If you happen to have a 64 and a PET laying about the SIPOD is another alternative to get data from the IEEE-488 only drives like the 8050 and 8250, the program is similar to C2N232's cbmlink or 64HDD where the PET becomes the 'server' in control by the 64.

The interface connects the PET's parallel port into the Commodore 64's IEC serial bus, the software translates the 64's IEC serial commands and relays them to devices in it's IEEE-488 bus. Since all the management software is on the PET side, the 64 operator can choose any non-drive specific file/disk utilities to get the data transfered.

It would be theoretically possible to adapt the SIPOD to connect to the PC using a cross SIPOD-X1541 cable and get some of the benefits of the C2N232 without the complex hardware (or speed).

THE RELIABLE (and almost universal) Commodore Datasette

Components:

  • Cassette Tapes
  • PC Sound Card
  • Commodore Datasette Drive

Since so many of the Commodore 8-bits share the cassette port it has been a great (albeit slow) way of getting programs and data between platforms (such as from the PET to the 64 and then from the 64 there re far more ways of getting it to a PC.)

The computers that do not have a Cassette port are the B128 (actually they do have the port, but not the ROM software to load or save programs) and the SX64. Commodore broke with their cassette standard on the Plus/4 and C-16 which do have technically the same electronics (and can be used with an adapter) but record their data with enough difference you cant use their tapes on other Commodores and visa-versa (this has been taken into account for the C2N232 adapter to work though).

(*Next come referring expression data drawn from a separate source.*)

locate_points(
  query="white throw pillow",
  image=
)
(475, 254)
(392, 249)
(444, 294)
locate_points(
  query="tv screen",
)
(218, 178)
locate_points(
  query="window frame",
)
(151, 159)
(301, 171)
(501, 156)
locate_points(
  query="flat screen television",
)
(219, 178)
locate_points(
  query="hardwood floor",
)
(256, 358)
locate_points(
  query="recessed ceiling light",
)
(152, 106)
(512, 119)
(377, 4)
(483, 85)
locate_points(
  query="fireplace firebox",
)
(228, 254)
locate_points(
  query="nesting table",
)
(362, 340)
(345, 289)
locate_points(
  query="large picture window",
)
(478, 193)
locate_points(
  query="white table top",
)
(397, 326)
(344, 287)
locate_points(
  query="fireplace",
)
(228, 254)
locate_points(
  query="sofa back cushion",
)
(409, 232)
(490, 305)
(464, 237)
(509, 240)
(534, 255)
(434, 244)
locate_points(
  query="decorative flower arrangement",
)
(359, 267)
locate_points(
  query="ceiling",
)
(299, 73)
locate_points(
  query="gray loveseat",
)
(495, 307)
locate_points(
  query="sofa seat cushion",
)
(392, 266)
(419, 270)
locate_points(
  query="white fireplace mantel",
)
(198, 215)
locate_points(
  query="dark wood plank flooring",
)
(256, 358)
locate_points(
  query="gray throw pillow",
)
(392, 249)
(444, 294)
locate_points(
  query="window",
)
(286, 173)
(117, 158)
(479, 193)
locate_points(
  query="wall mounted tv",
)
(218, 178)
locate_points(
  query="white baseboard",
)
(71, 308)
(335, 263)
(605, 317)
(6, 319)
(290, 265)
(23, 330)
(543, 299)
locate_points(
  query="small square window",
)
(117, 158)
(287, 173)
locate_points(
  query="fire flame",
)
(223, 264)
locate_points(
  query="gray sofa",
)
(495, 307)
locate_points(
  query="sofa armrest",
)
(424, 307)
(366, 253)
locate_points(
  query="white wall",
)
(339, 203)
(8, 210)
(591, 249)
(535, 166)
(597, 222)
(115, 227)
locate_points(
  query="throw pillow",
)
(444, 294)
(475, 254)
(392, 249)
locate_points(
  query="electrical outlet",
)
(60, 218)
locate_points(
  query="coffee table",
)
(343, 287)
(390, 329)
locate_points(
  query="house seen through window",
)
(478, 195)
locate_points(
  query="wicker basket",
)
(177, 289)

There are a some PC interfaces and programs specifically designed to read and write directly to Commodore format tapes using a standard cassette recorder and the PC's sound card. They record the tapes by imitating the commodore tape sounds and read them by analyzing the playback into the microphone of the sound card. There is also at least one interface to connect a Commodore datasette directly to a PC for tape transfer.